Depuis 2018, la deuxième directive européenne sur les services de paiement (DSP2) oblige les banques à partager leurs données avec des acteurs tiers. Ce qu’on appelle open banking correspond donc au mécanisme d’ouverture des systèmes d’information via les API (interfaces de connexion).
Plusieurs acteurs en ont profité pour développer leurs services bancaires et financiers. On peut par exemple mentionner les agrégateurs de comptes bancaires, tels que : Aumax pour moi, Curve, Bankin’ … , qui permettent, à partir d’une seule interface, de visualiser tous les comptes connectés, peu importe les banques dans lesquelles ils sont logés.
Les données clients au cœur du débat
L’open banking favorise aussi la concurrence, dans un marché bancaire rarement bousculé. Et c’est peut-être ce qui agace les banques, qui s’interrogent par la voix de leur nouveau président, Nicolas Théry. Le dirigeant du Crédit Mutuel y perçoit une réglementation qui « peut parfois être absurde ». Il remet en cause la protection des données bancaires des clients, qui se retrouvent dispatchées entre une multitude d’acteurs.
Dans un article paru dans Les Échos, il dénonce « la vaporisation des données des clients » et invoque l’aspect non négociable de « l’exigence de confidentialité et l’intimité numérique ». Pour lui, « les données bancaires devraient être inaliénables ». Et, Nicolas Théry de prolonger sa vision en arguant que « les gigantesques valorisations des Fintech correspondent à l’anticipation par les marchés d’une marchandisation des individus et de leurs données personnelles. Or, il ne s’agit pas d’un choix de marché, mais de société ».
Quelle réponse des Fintechs à cette attaque ?
Cette position a de quoi surprendre, quand on connaît les passerelles jetées entre les banques et les Fintechs. Citons simplement les rachats de Shine (compte bancaire pour pro) par La Société Générale, ou de Pumpkin (ancienne appli de paiement entre amis) par le Crédit Mutuel Arkéa. D’où l’incompréhension de l’association France Fintech.
Le client toujours propriétaire de ses données bancaires
La réplique de l’association des Fintechs françaises n’a pas tardé. Son président et fondateur, Alain Clot, estime que ces propos sont « à contre-courant des prises de position de nombreux dirigeants du monde bancaire, favorables à l’open banking ». France Fintech ne comprend pas la remise en question de la DSP2, contre laquelle les banques, rappelons-le, ont tout fait pour retarder l’application.
Pour Alain Clot, la directive vient en complément du Règlement Général sur la Protection des Données (RGPD) « pour faire du citoyen le centre d’un dispositif à la fois protecteur et générateur d’opportunités ». C’est bien le client qui autorise l’accès à ses données, tandis que leur sécurisation se fait grâce à des dispositions techniques.
Contrôle des régulateurs : banques et Fintechs même combat
Les Fintechs subissent un contrôle identique à celui des banques, de la part des régulateurs et des superviseurs.

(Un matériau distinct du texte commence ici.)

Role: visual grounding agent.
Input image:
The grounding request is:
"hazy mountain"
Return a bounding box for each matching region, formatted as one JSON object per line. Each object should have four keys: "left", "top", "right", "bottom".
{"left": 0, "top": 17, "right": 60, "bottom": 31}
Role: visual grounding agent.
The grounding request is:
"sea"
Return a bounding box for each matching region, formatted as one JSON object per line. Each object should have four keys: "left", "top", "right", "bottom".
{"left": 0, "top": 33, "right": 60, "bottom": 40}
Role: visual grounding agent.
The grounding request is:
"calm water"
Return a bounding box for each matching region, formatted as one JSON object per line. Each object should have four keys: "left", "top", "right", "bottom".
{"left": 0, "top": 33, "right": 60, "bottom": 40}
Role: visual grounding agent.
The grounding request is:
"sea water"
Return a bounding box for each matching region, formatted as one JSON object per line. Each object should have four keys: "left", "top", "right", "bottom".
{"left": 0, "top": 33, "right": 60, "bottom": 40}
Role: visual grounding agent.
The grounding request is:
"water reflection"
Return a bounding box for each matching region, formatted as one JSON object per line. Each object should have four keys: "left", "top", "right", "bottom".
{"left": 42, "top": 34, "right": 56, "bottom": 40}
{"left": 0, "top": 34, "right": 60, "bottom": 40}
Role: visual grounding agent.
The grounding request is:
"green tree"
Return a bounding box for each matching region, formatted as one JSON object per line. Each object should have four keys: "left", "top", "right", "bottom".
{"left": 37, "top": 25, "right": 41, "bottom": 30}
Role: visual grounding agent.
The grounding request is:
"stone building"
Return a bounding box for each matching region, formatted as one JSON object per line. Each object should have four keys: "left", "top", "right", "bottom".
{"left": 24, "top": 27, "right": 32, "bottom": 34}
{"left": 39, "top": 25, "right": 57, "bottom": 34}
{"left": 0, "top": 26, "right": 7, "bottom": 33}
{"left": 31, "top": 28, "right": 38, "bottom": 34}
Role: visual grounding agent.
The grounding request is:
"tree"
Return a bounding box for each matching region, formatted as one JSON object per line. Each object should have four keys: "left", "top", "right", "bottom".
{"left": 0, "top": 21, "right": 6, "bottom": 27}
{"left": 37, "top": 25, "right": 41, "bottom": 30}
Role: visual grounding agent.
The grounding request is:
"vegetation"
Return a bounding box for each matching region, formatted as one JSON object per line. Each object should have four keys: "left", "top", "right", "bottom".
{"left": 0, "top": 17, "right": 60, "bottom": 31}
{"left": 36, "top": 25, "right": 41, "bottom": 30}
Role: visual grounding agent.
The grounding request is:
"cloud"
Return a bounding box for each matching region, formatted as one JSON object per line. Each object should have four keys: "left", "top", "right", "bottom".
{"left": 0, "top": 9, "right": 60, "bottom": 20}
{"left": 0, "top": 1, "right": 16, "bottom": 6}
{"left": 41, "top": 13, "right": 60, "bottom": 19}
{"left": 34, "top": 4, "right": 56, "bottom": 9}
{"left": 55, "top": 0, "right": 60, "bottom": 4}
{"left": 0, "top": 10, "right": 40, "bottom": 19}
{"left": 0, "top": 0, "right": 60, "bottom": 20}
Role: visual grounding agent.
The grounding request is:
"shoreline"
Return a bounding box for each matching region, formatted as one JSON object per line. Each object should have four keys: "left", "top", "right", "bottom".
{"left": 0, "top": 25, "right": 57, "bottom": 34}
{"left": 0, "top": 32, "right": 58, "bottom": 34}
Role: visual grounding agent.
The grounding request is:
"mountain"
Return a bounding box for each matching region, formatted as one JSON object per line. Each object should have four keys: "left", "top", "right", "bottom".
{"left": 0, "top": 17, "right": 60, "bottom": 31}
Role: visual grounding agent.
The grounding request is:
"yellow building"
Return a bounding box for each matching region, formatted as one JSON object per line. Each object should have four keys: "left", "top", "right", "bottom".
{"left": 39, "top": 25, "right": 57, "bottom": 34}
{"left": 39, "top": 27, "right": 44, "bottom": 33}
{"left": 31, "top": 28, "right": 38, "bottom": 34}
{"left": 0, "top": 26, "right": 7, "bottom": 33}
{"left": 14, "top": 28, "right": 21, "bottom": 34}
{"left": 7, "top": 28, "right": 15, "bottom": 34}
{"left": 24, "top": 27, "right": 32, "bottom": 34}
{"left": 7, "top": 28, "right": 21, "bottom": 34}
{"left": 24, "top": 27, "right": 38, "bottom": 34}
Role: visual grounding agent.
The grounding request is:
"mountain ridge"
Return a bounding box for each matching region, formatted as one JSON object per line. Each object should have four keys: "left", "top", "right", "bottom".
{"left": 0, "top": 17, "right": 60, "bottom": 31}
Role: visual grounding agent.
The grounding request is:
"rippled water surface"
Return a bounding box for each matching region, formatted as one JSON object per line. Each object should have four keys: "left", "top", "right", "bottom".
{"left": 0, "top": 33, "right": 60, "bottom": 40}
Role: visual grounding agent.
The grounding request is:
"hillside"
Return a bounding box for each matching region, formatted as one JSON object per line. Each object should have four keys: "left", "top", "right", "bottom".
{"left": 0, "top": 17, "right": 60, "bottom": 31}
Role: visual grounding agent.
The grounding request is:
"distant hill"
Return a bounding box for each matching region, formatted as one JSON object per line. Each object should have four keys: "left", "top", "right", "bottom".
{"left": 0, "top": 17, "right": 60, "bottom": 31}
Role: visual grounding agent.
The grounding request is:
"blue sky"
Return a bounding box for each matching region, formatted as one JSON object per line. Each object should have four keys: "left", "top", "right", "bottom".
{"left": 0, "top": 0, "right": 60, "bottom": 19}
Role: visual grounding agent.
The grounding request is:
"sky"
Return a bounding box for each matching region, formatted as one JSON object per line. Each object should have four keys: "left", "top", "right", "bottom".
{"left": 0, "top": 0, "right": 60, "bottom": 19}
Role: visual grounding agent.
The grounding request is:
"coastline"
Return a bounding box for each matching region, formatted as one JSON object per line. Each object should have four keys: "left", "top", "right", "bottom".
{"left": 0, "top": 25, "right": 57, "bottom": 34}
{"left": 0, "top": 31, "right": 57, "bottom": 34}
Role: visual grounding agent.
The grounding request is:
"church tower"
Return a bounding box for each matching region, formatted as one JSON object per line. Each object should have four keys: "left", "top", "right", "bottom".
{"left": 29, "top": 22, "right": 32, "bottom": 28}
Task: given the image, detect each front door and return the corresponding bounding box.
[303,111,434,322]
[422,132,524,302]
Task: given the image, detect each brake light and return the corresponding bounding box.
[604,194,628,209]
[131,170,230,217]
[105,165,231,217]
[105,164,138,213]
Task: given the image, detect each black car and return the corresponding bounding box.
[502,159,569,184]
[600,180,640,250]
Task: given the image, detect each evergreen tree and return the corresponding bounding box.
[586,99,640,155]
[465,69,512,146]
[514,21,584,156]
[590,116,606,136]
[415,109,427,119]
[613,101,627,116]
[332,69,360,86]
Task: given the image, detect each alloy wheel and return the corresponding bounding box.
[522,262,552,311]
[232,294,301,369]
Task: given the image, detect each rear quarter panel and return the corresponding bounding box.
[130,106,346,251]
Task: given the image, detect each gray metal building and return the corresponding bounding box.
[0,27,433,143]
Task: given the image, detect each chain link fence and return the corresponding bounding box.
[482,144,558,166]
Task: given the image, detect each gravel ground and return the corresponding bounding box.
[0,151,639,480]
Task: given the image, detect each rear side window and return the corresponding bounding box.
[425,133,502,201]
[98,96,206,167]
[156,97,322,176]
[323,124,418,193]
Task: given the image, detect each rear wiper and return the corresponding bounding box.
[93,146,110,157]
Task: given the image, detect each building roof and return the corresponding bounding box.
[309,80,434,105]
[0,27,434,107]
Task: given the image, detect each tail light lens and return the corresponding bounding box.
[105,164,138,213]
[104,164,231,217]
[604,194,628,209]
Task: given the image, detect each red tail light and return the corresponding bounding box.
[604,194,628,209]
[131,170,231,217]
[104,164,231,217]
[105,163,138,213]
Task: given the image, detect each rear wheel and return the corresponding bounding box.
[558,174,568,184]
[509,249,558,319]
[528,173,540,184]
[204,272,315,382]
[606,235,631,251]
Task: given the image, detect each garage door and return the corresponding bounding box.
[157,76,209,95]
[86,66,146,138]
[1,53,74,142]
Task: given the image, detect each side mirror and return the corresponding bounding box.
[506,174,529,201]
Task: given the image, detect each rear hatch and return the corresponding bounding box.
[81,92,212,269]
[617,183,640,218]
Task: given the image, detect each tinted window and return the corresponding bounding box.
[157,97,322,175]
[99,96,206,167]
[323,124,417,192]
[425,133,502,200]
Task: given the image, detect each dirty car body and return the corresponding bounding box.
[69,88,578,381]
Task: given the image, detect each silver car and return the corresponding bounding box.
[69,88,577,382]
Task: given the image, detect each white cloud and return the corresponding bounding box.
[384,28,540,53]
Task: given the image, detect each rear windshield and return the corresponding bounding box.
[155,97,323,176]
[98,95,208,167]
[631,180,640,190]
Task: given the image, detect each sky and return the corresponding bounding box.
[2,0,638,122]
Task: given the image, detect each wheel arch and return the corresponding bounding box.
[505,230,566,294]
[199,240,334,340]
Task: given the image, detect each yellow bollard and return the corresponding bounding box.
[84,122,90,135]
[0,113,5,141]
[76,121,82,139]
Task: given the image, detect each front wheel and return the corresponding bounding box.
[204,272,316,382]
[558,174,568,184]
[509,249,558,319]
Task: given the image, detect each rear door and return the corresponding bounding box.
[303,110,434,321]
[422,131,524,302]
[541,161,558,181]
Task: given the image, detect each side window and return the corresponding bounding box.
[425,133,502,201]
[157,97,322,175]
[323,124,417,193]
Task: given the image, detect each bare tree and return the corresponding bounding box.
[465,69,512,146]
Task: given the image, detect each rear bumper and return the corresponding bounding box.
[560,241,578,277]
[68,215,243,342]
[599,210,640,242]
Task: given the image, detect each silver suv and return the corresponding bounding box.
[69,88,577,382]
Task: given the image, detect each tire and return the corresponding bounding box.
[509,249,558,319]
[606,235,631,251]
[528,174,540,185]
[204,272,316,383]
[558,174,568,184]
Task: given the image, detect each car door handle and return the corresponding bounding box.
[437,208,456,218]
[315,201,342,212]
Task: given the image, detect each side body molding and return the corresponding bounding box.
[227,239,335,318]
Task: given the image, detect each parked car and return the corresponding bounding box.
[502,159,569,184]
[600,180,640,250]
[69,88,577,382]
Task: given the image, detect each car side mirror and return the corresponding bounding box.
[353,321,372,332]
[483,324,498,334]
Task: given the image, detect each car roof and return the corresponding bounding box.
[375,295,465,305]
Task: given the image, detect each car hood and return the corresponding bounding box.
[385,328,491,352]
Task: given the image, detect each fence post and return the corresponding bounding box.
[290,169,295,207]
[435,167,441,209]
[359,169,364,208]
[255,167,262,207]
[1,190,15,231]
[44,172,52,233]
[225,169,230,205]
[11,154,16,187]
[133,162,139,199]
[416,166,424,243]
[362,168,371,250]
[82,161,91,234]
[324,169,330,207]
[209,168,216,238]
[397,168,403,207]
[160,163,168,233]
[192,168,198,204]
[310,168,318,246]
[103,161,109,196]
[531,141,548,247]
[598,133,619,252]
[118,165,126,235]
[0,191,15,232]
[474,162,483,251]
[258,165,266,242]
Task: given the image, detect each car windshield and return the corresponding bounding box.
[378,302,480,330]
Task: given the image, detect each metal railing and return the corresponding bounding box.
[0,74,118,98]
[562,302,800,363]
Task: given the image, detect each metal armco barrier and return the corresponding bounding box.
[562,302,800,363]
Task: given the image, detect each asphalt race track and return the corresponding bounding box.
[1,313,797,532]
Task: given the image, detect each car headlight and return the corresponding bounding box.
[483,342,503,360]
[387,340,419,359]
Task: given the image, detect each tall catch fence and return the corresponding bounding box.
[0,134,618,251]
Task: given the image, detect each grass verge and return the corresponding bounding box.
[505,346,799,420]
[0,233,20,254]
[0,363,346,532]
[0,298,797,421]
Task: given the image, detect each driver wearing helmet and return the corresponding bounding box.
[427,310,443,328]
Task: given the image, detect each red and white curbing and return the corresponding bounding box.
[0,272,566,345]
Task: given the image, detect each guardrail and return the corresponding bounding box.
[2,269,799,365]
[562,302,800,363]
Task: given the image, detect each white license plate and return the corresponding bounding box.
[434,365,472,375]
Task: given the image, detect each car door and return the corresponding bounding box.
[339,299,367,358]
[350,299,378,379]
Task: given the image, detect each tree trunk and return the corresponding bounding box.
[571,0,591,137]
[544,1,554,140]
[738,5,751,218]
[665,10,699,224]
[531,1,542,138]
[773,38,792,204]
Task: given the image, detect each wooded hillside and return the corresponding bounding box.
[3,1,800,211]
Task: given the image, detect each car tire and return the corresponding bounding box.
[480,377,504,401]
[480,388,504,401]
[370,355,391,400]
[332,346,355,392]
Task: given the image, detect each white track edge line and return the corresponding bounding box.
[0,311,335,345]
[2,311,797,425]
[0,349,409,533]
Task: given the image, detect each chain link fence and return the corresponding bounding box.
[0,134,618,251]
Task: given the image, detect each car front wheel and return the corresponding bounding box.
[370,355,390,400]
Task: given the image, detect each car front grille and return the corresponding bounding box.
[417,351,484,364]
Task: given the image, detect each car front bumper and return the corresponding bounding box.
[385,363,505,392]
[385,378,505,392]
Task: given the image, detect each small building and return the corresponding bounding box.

Elles ne bénéficient pas de régime de bac à sable comme au Royaume-Uni. Résultat, leur relative souplesse est contrecarrée par des contraintes réglementaires majeures, mieux absorbées par les géants bancaires.
Toutefois, France Fintech reconnaît que ces contraintes sont justement protectrices pour les clients. Mais les quelque 500 coopérations, entre les deux classes d’acteurs, prouvent bien la fiabilité des services mis en place par les jeunes pousses de la finance technologique.
Plutôt que de rester dans une opposition stérile, Alain Clot dévie l’attaque vers les Big Tech, dont l’ombre plane, toujours plus intense, sur le secteur financier (paiement, transfert à l’international, épargne, crédit, etc.). Le président de France Fintech insiste sur le fait qu’une coopération est « essentielle pour contrer l’offensive montante » des GAFAM américains et des BATX chinois, des géants qui, eux, exploitent les données à pleine puissance pour scanner les consommateurs.
Plutôt que ce bras de fer imagé, espérons que cette querelle ouverte renforcera les liens entre les acteurs.